Utiliser des closures versus des functions régulières ?
Table des matières
Overhead de Performance
Les closures en Rust ont un overhead runtime zéro dans la plupart des cas grâce au static dispatch et aux optimisations du compilateur. Cependant, des scénarios spécifiques peuvent introduire des coûts :
| Aspect | Closures | Functions Régulières |
|---|---|---|
| Dispatch | Static (via monomorphization) | Toujours static (appel direct) |
| Mémoire | Peut stocker données capturées (taille variable) | Pas de données capturées (taille fixe) |
| Heap Allocation | Seulement si boxed (Box<dyn Fn>) | Jamais |
| Optimisation | Inlined agressivement | Inlined agressivement |
Quand les Closures Peuvent Être Moins Efficaces
Trait Objects Heap-Allocated (Box<dyn Fn>)
Utiliser le dynamic dispatch (ex : Box<dyn Fn>) ajoute de l'overhead :
- Vtable Lookups : Appels indirects via function pointers.
- Cache Misses : Fat pointers (data + vtable) réduisent la localité.
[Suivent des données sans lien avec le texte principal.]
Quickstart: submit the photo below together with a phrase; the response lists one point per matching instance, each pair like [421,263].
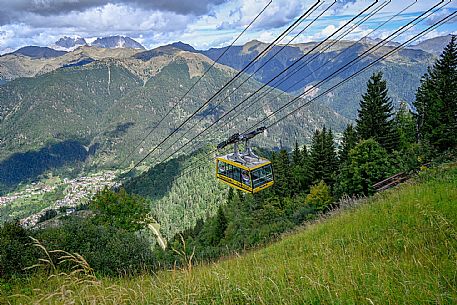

let closures: Vec<Box<dyn Fn(i32) -> i32>> = vec![
Box::new(|x| x + 1),
Box::new(|x| x * 2),
]; // Heap-allocated, plus lent à appeler
Environnements Capturés Volumineux
Les closures stockant de gros structs (ex : buffer 1KB) augmentent l'usage mémoire et peuvent inhiber l'inlining :
let data = [0u8; 1024]; // Array 1KB
let closure = move || data.len(); // Taille closure = 1KB + overhead
Monomorphization Excessive
Les closures génériques avec beaucoup d'instanciations (ex : dans une hot loop) peuvent gonfler la taille du binaire :
(0..1_000).for_each(|i| { /* Closure unique par itération */ });
Analyse Performance Détaillée
1. Benchmarks Static vs Dynamic Dispatch
use std::time::Instant;
// Static dispatch - rapide
fn apply_static<F: Fn(i32) -> i32>(f: F, x: i32) -> i32 {
f(x)
}
// Dynamic dispatch - plus lent
fn apply_dynamic(f: &dyn Fn(i32) -> i32, x: i32) -> i32 {
f(x)
}
fn benchmark_dispatch() {
let operation = |x: i32| x * 2 + 1;
let iterations = 10_000_000;
// Test static dispatch
let start = Instant::now();
let mut result = 0;
for i in 0..iterations {
result += apply_static(&operation, i);
}
let static_time = start.elapsed();
println!("Static result: {}, time: {:?}", result, static_time);
// Test dynamic dispatch
let start = Instant::now();
let mut result = 0;
for i in 0..iterations {
result += apply_dynamic(&operation, i);
}
let dynamic_time = start.elapsed();
println!("Dynamic result: {}, time: {:?}", result, dynamic_time);
println!("Dynamic/Static ratio: {:.2}x",
dynamic_time.as_nanos() as f64 / static_time.as_nanos() as f64);
}
2. Impact de la Taille des Captures
use std::mem;
fn capture_size_analysis() {
// Petite capture
let small_data = 42i32;
let small_closure = move || small_data * 2;
println!("Small closure size: {} bytes", mem::size_of_val(&small_closure));
// Grande capture
let big_data = [0u8; 1024];
let big_closure = move || big_data.len();
println!("Big closure size: {} bytes", mem::size_of_val(&big_closure));
// Multiple captures
let a = 1i32;
let b = 2i32;
let c = vec![1, 2, 3];
let multi_closure = move || a + b + c.len() as i32;
println!("Multi capture size: {} bytes", mem::size_of_val(&multi_closure));
// Comparaison avec function pointer
fn regular_function() -> i32 { 42 }
let fn_ptr: fn() -> i32 = regular_function;
println!("Function pointer size: {} bytes", mem::size_of_val(&fn_ptr));
}
3. Memory Layout et Cache Performance
// Test cache locality avec différents patterns
fn cache_performance_test() {
const SIZE: usize = 1_000_000;
let data: Vec<i32> = (0..SIZE as i32).collect();
// Pattern 1: Closure simple (good locality)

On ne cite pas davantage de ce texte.